Deployment to a remote server, along with extensive monitoring of this remote system, is absolutely crucial for institutional grade systems. Retail quants can and should utilise these ideas as well.

A robust system must be remotely deployed in "the cloud" or co-located near an exchange. Home broadband, power supplies and other factors mean that utilising a home desktop/laptop is too unreliable. Often things fail right at the worst time and lead to substantial losses.

The main issues when considering a remote deployment include; monitoring hardware, such as CPU, RAM/swap, disk and network I/O, high-availability and redundancy of systems, a well thought through backup AND restoration plan, extensive logging of all aspects of the system as well as continuous integration, unit testing and version control.

Remember Murphy's Law - "If it can fail it will fail."

There are many vendors on offer that provide relatively straightforward cloud deployments, including Amazon Web Services, Microsoft Azure, Google and Rackspace. For software engineering tasks vendors include Github, Bitbucket, Travis, Loggly and Splunk, as well as many others.

## Final Thoughts

Unfortunately there is no "quick fix" in quant trading. It involves a lot of hard work and learning in order to be successful.

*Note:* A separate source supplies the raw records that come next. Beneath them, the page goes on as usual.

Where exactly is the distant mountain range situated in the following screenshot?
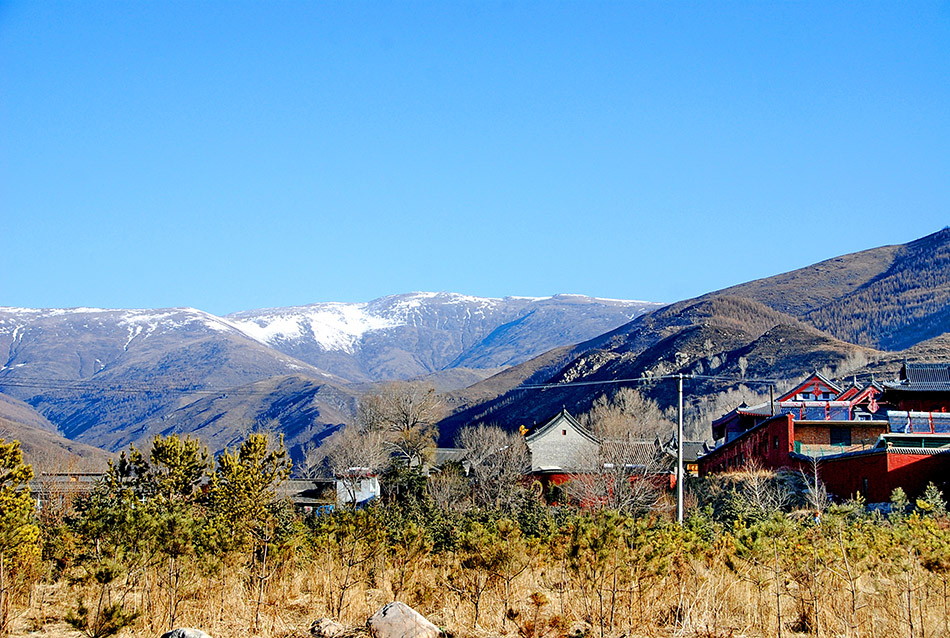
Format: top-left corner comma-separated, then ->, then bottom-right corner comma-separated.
226,293 -> 661,381
0,294 -> 658,462
4,228 -> 949,469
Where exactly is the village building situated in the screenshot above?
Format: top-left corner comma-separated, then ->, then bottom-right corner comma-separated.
277,478 -> 336,514
524,408 -> 702,500
334,467 -> 381,507
699,365 -> 950,503
524,409 -> 601,475
882,362 -> 950,417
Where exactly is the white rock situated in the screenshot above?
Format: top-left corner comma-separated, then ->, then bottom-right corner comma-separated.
367,602 -> 441,638
310,618 -> 345,638
160,629 -> 212,638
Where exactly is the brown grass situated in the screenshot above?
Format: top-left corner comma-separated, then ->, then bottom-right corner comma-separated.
10,530 -> 949,638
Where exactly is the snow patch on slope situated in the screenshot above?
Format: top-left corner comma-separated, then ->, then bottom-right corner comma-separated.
227,303 -> 399,353
0,307 -> 243,340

Perhaps a major stumbling block for beginners (and some intermediate quants!) is that they concentrate too much on the best "strategy". Such strategies always eventually succumb to alpha decay and thus become unprofitable. Hence it is necessary to be continually researching new strategies to add to a portfolio. In essence, the "strategy pipeline" should always be full.

It is also worth investing a lot of time in your trading infrastructure. Spend time on issues such as deployment and monitoring. Always try and be reducing transaction costs, as profitability is as much about reducing costs as it is about gaining trading revenue.

I recommend writing your own backtesting system simply to learn. You can either use it and continually improve it or you can find a vendor and then ask them all of the questions that you have discovered when you built your own. It will certainly make you aware of the limitations of commercially available systems.

Finally, always be reading, learning and improving. There are a wealth of textbooks, trade journals, academic journals, quant blogs, forums and magazines which discuss all aspects of trading. For more advanced strategy ideas I recommend SSRN and arXiv - Quantitative Finance.